There is so much to do, that three months wouldn’t be enough to do it justice. That’s good news though, because no matter how long your itinerary, you’ll have plenty to fill your days with enough left over to warrant a return trip. I only had three days, so I hit the ground running. I landed about 8 in the morning, went through immigration, picked up my pre-purchased train pass from the MTR counter and headed into town. The airport is on an island outside the city, but the train whisks you from that island to Kowloon and then to Hong Kong.
I found my hotel with no trouble, but it was too early to check in, so I just dropped my bag (“Excuse me sir. Is this your only bag?”) and went out to grab some food. My brother-in-law is a pilot and told me about a local chain called Tim Ho Wan that has good food at a reasonable price. As luck would have it, there was one nearby, so I walked there and managed to order a tasty lunch by pointing at things on the menu and hoping for the best. The food was good, but I also ended up having company. The restaurant was crowded and I was sitting by myself at a small table when a woman and her daughter walked up and asked if they could sit with me because there were no other seats. That’s not something you’d expect in the US, but it was great. The woman was originally from Hong Kong, but they now lived in London and were just back visiting her mother. They were kind enough to help me plan out my day and gave me some recommendations for things to see and do.
I eventually got checked into the hotel and spent some time in the upstairs lounge catching up on work and communicating with clients, friends and family back home. That done, I went out for more exploring, the highlight of which was probably the Temple Street night market which is block after block of stalls selling everything from electronics and paintings to souvenirs and street food. I’m traveling light, so I didn’t buy any souvenirs, but the atmosphere was great.

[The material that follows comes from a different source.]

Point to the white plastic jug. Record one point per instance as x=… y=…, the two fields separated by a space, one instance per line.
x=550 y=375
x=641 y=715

My big activity on Day 2 was a hike called the Dragon’s Back that I booked on Airbnb. I met my guide (an ex-pat from Australia named Alex) and fellow hikers at the Shau Kei Wan MTR station and we took a bus outside the city. The hike follows a jagged ridge line that looks like a dragon’s back for about 5 miles and it ends at a little beach town called Tai Long Wan (Big Wave Bay) where we had a cold beer and a swim in the South China Sea to cool off. It was a fantastic experience. Thanks to Rory, the founder of Wild Hong Kong and our guide Alex for offering such a unique adventure.
Today I’ve got some work I need to do in the morning and then this afternoon, I plan on visiting Victoria Peak (great views of the city). Tonight I’m going to the horse races at Happy Valley where races have been held since 1846. I’m told that it’s THE place to be on Wednesday night. From there, I’ll hop the train to the airport where I’ll catch a midnight flight to London and then another flight to Charles de Gaulle airport in Paris. I’ll pick up a car there and head west to Normandy (I saw Paris on a previous trip) where I’ll be staying in the town of Bayeux. I hired a guide to take me on a tour around the beaches, cemeteries and other sites related to D-Day and World War II. It should be fun. Thanks for following along.